Однажды, рассказали мне, в Кишиневе появилась рус­ская женщина, отличавшаяся необыкновенной красотой. Она тайком перешла границу по льду Днестра у Тирас­поля, а оттуда пробралась в Кишинев, где ее приютил богатый одесский грек Пападаки, владелец кино «Орфе-ум». Эта женщина должна была ежедневно являться в комендатуру, ее подвергали допросам, стараясь выяс­нить, не является ли она «шпионкой оттуда». Добиться от нее ничего не могли, потому что это была обыкновен­ная буржуазная дама, убежавшая из Советской России, как убегали сотни спекулянтов, буржуев, растратчиков. Именно они составляли «кладезь премудрости» и инфор­мации о Советской России для русской эмиграции и иностранных государств. Сколько откровений было сделано именитыми белыми журналистами по рассказам бежав­ших! По их сенсациям выходило, что Россия ждет и ни­как не может дождаться… возвращения белой эмиграции на помочах каких-либо интервентов. В этом, в частности, кроется просчет некоторых держав, строивших свои от­ношения к СССР на «точной» информации. СССР — это сфинкс, Красная Армия — это сфинкс,— повторяли одна за другой иностранные газеты. На деле же оказалось, что никакого сфинкса нет. Наш славный народ за годы со­ветской власти стал монолитным, а наша Родина — мо­гучей мировой державой.

Вернемся, однако, к этой даме. Она имела несчастье обратить на себя внимание всесильного «диктатора» Бес­сарабии— генерала Поповича. Изматывая ее допросами и запугивая, генерал в конце концов предложил ей сой­тись с ним, обещая за это свободу. Дама отказалась. Ге­нерал настаивал. Видя, что сломить ее упорство невоз­можно, разъяренный генерал приказал погнать женщину по льду Днестра обратно в Советскую Россию. В пять часов утра ее вывели на берег реки. Когда она отошла на некоторое расстояние, ей послали вдогонку несколько пуль.

Узнав об этом, Пападаки бросился в Бухарест, взял самого лучшего адвоката; не жалея денег, кидался по всем инстанциям, требуя расследования. Подавал жало­бы министрам и даже дошел до короля. Но все было на­прасно. Генерал был недосягаем и неуязвим. Тогда Папа­даки поднял на ноги прессу. За деньги, конечно. Оппози­ционные газеты затеяли настоящую травлю генерала. Коллегия адвокатов заявила формальный протест в суде. Скандал разросся до небывалых размеров… И тем не ме­нее дело замяли, грека куда-то запрятали и потом «лик­видировали».

Вот к этому самому генералу Поповичу я и попал со своими концертами. Приехал я из Констанцы через Бухарест прямо в Бессарабию, где рассчитывал исключитель­но на русское население. Сначала все было хорошо. Кон­церты мои давали отличные сборы, публика меня бало­вала до предельной возможности, друзья окружали заботой, вниманием и лаской.

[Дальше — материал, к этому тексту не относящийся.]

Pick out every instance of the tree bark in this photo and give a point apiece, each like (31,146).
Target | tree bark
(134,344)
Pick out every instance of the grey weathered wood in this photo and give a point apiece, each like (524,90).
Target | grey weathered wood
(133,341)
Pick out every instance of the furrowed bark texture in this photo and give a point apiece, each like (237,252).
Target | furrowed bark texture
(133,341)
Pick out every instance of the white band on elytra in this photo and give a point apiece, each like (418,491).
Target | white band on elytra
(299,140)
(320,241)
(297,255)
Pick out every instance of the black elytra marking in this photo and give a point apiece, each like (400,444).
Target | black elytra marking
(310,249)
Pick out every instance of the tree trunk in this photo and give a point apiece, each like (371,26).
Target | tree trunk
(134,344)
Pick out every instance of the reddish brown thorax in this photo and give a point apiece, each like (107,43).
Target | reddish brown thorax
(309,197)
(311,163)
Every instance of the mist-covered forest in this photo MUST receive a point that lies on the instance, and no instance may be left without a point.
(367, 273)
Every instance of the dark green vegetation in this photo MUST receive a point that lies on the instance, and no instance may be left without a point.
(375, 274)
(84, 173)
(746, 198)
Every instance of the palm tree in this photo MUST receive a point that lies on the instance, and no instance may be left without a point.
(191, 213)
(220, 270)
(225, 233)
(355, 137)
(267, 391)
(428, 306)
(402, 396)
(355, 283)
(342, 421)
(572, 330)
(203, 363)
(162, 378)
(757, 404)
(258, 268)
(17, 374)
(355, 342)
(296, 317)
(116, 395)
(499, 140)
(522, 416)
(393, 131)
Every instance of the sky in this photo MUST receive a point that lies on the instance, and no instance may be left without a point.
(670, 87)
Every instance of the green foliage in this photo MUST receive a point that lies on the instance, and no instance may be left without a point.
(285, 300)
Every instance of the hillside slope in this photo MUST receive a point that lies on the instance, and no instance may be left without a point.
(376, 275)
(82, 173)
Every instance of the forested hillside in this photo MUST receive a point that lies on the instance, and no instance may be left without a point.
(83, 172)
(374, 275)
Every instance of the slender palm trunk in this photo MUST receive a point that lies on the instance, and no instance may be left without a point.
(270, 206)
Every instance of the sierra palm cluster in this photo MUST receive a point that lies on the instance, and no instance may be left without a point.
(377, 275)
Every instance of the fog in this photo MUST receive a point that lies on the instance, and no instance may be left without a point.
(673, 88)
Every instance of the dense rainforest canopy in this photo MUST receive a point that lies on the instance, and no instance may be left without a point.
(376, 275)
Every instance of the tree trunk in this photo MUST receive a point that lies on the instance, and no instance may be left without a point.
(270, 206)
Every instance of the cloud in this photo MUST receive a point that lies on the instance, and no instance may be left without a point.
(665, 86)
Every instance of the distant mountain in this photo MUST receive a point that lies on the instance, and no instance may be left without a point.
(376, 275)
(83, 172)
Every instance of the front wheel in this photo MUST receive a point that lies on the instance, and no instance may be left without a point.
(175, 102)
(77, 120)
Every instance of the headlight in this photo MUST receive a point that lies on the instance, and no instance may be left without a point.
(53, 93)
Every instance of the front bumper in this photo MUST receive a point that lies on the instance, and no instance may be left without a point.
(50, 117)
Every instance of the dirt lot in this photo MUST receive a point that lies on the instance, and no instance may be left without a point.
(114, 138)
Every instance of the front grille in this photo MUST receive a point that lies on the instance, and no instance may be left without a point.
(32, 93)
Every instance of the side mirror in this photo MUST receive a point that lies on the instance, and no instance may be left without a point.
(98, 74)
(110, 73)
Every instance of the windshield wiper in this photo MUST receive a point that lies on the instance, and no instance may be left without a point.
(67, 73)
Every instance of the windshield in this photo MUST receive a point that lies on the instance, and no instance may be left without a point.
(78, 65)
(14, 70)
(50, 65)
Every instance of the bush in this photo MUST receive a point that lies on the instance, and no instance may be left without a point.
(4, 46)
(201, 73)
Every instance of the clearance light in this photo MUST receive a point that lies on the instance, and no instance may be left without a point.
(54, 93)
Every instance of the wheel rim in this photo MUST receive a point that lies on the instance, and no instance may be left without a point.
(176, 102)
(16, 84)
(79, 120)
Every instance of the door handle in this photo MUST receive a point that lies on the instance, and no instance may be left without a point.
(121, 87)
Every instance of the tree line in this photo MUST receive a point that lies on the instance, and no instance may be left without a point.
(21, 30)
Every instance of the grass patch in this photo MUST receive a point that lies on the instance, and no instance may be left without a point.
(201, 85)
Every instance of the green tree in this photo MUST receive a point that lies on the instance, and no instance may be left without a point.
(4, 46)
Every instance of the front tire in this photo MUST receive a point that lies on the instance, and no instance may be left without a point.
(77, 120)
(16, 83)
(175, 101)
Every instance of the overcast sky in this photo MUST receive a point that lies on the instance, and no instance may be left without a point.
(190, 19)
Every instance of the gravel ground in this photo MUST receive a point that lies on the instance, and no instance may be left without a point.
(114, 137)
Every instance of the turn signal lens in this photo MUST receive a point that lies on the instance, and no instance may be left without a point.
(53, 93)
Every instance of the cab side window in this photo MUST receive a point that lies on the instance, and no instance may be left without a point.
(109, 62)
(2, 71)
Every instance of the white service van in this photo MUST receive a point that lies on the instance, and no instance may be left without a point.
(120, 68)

Но потом вдруг все неожи­данно и странно изменилось. Как-то после концерта я ужинал со своими друзьями в саду местного Собрания. Мы сидели в ресторане, а дальше, в глубине сада, был кафешантан со столиками. Во время ужина мне стало жарко, я решил пройтись по саду. Не сказав никому ни слова, я вышел из-за стола и направился к ярко осве­щенному кафешантану. Остановившись у барьера, стал смотреть, как проделывали какой-то трудный номер не­мецкие акробаты.

Неожиданно из темноты сада ко мне    подошла уже немолодая дама.

—  Вы м-сье Вертинский? — спросила она.
Я молча поклонился.

—  У меня к вам просьба… Я певица,— она   назвала
какое-то имя, вроде Мира или Мара.— Я    пою здесь…
В суботу у меня бенефис. Я бы хотела, чтобы вы высту­пили у меня в этот вечер.

Я был удивлен.

— Вам, вероятно, известно, мадам, что я связан договором с менаджером. Кроме того, у меня в субботу собственный концерт, который я не могу отменить, и помимо всего я никогда не выступаю в кафешантанах.

— Значит, вы мне отказываете? — улыбаясь, спросила она.

— Я не вижу возможности исполнить вашу просьбу, мадам.

— Вы пожалеете об этом! — глядя мне прямо в гла­за, вызывающе сказала она.

Я пожал плечами и отошел. Вернувшись к своему сто­лу, я забыл об этом эпизоде и не рассказал о нем никому из друзей. Вот это-то и было моей роковой ошибкой.